Norman Corwin's play The Rivalry premiered on Broadway in 1958, the year of the hundredth anniversary of its subject, the Lincoln-Douglas Debates. Irish Repertory Theatre is reviving it 50 years later, with results that I wasn't really expecting. The Rivalry turns out to be not much of a play, and not particularly instructive history—notwithstanding the importance and inherent drama of its topic.

The play consists mostly of excerpts from the debates, though not always in their proper historical sequence. Act One seems to be out to prove that Lincoln, opposed to the extension of slavery into new territories and also morally opposed to the institution of slavery itself, is "right." (Perhaps just four years after Brown v. Board of Education and six years before the U.S. passed its first significant civil rights legislation since the Civil War, such positioning was more necessary than it seems to be today.) And Act Two is all about the rehabilitation of Stephen Douglas—that in spite of the Kansas-Nebraska Act and other catastrophic legislation that he conceived and supported, he was an American patriot of the first order, undeserving of the disdain and relative obscurity that have become his legacy.

Trouble is, Corwin never really delves deeply into the characters of either Lincoln or Douglas to teach us anything new about them. His narrator is Adele Douglas, Stephen's wife, and because she's the only one in the play who ever reveals herself as a human being to the audience, she's the one we get to know and empathize with. Corwin has written a couple of scenes where Adele is alone with Lincoln, and they're charmers, the highlights of the play, with enigmatic Honest Abe humanized a bit for us. Scenes between Adele and Stephen, on the other hand, fall flat: Corwin resorts to cliches here, perhaps because he believes (correctly) that most of us don't know much about Douglas.
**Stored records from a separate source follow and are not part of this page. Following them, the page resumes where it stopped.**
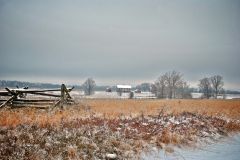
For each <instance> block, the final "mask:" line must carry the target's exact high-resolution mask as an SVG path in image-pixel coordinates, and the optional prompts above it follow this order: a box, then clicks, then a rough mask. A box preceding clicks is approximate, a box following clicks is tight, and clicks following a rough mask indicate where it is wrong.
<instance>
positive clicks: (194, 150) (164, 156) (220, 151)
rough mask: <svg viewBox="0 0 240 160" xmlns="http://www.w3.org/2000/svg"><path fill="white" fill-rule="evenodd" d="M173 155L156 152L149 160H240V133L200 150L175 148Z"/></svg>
mask: <svg viewBox="0 0 240 160" xmlns="http://www.w3.org/2000/svg"><path fill="white" fill-rule="evenodd" d="M173 150H174V152H173V153H166V152H165V151H164V150H162V151H161V150H160V151H159V152H158V151H156V153H155V152H154V153H155V154H153V155H151V156H150V157H148V156H144V157H145V158H146V159H148V160H161V159H166V160H176V159H178V160H183V159H185V160H193V159H194V160H195V159H196V160H239V159H240V133H239V134H238V135H237V136H234V137H231V138H230V137H227V138H225V139H223V140H222V141H221V142H210V143H209V144H205V145H199V147H198V148H195V149H193V148H178V147H173Z"/></svg>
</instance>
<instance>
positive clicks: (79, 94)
mask: <svg viewBox="0 0 240 160" xmlns="http://www.w3.org/2000/svg"><path fill="white" fill-rule="evenodd" d="M71 95H73V96H76V97H82V98H88V99H101V98H102V99H108V98H109V99H126V98H129V93H122V96H119V94H118V93H117V92H105V91H95V94H94V95H91V96H85V95H84V91H80V90H73V91H72V92H71ZM201 95H202V93H192V97H193V98H200V97H201ZM134 98H136V99H155V98H156V97H155V95H154V94H152V93H151V92H142V93H134ZM218 98H219V99H222V98H223V97H222V96H218ZM236 98H240V95H239V94H227V95H226V99H236Z"/></svg>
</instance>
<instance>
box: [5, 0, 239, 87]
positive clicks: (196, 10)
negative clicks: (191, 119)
mask: <svg viewBox="0 0 240 160" xmlns="http://www.w3.org/2000/svg"><path fill="white" fill-rule="evenodd" d="M239 17H240V1H239V0H148V1H141V0H86V1H83V0H68V1H65V0H41V1H32V0H0V79H2V80H20V81H29V82H43V83H45V82H49V83H54V84H61V83H66V84H78V85H82V84H83V82H84V81H85V80H86V78H88V77H92V78H93V79H94V80H95V82H96V84H97V85H110V86H112V85H116V84H130V85H132V86H135V85H137V84H140V83H143V82H154V81H155V80H156V79H157V78H158V77H159V76H160V75H162V74H163V73H165V72H167V71H171V70H178V71H179V72H181V73H182V74H184V79H185V80H186V81H187V82H189V83H190V84H191V86H192V87H197V86H196V84H197V83H198V81H199V79H201V78H204V77H210V76H213V75H217V74H218V75H220V76H222V77H223V78H224V82H225V88H226V89H234V90H240V83H239V82H240V63H239V61H240V18H239Z"/></svg>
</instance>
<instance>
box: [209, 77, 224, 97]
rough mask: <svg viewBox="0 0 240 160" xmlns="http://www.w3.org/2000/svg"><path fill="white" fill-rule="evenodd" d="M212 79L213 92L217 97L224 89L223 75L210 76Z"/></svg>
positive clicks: (212, 86) (215, 95)
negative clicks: (221, 75)
mask: <svg viewBox="0 0 240 160" xmlns="http://www.w3.org/2000/svg"><path fill="white" fill-rule="evenodd" d="M210 81H211V84H212V89H213V92H214V94H215V95H214V96H215V98H217V95H218V94H219V93H220V92H222V90H223V86H224V82H223V77H221V76H219V75H215V76H212V77H210Z"/></svg>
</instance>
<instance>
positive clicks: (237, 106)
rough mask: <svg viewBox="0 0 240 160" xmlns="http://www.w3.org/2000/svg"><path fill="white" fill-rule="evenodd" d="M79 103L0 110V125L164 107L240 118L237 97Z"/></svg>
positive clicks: (106, 117)
mask: <svg viewBox="0 0 240 160" xmlns="http://www.w3.org/2000/svg"><path fill="white" fill-rule="evenodd" d="M84 104H85V106H86V105H87V106H88V108H87V109H86V107H85V108H84V107H83V106H82V104H79V105H77V106H73V107H71V106H70V107H69V109H67V110H64V111H61V112H60V111H59V110H58V109H57V110H55V111H54V113H49V112H48V111H47V110H38V109H29V108H21V109H13V110H7V109H1V110H0V126H12V127H15V126H17V125H18V124H21V123H26V124H33V123H34V124H39V125H45V124H47V123H50V124H58V123H59V122H60V120H61V119H69V120H71V119H73V118H84V117H86V116H90V115H92V114H94V115H95V116H96V115H100V116H103V117H105V118H118V117H121V116H126V117H129V116H132V117H137V116H141V115H144V116H146V115H158V114H159V112H160V111H161V110H162V109H163V111H164V113H165V114H174V115H177V114H179V113H182V112H183V111H187V112H192V113H198V114H207V115H212V116H220V117H225V118H231V119H238V120H240V100H238V99H236V100H222V99H211V100H210V99H208V100H182V99H180V100H177V99H175V100H169V99H168V100H87V101H85V103H84Z"/></svg>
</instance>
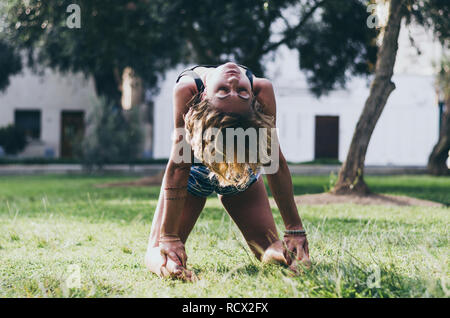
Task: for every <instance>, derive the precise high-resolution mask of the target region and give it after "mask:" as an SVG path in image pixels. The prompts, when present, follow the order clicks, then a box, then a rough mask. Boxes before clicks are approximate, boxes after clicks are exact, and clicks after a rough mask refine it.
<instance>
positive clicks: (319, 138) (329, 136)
mask: <svg viewBox="0 0 450 318" xmlns="http://www.w3.org/2000/svg"><path fill="white" fill-rule="evenodd" d="M315 138H316V140H315V155H314V157H315V159H316V160H317V159H336V160H337V159H339V116H316V137H315Z"/></svg>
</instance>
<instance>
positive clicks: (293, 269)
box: [284, 234, 311, 272]
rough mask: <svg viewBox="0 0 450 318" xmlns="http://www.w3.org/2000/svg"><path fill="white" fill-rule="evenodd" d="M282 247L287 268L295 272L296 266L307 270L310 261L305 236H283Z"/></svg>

The opportunity to teach us something is thus strangely and inadvertently squandered.

The speechifying in the many debate scenes rises and falls on the actors, and I'm afraid at the performance reviewed that Christian Kauffmann, who in many ways conjures Lincoln eerily well, didn't seem fully comfortable with his material yet. Peter Cormican's Douglas feels too contemporary, smiling and waving at the crowd in a manner that's more reminiscent of George W. Bush rather than a 19th century ethos.

Mary Linda Rapelye is appealing as Adele, though her role is quite naturally overshadowed by the two Great Men of the play. Doug Stender has a puzzling assignment, as a Republican Committeeman and a Reporter, in each guise just sort of popping onto the stage out of nowhere, without context, to deliver a brief monologue to rally the troops or pass on a bit of exposition. These speeches seem built solely to cover scene and costume changes; since Eugene D. Warner's generic campaign platform set and Rosi Zingales's period costumes remain intact from start to finish, Stender's role doesn't seem to have much of a purpose.

Current research suggests that Lincoln held racist beliefs in line with most Americans of his time, thinking blacks inherently inferior to whites; Corwin doesn't go there at all, which is kind of a shame.

In the end, The Rivalry is interesting mostly for what it reminds us about American politics and history of 150 years ago. Discourse, even among these remarkable orators, wasn't necessarily more fact-based or objective than we might like to believe, which is definitely worth noting. And the great issue of that day—whether, as Lincoln so memorably put it, the nation could continue to exist half-slave and half-free—remains vital as an underpinning to our contemporary situation.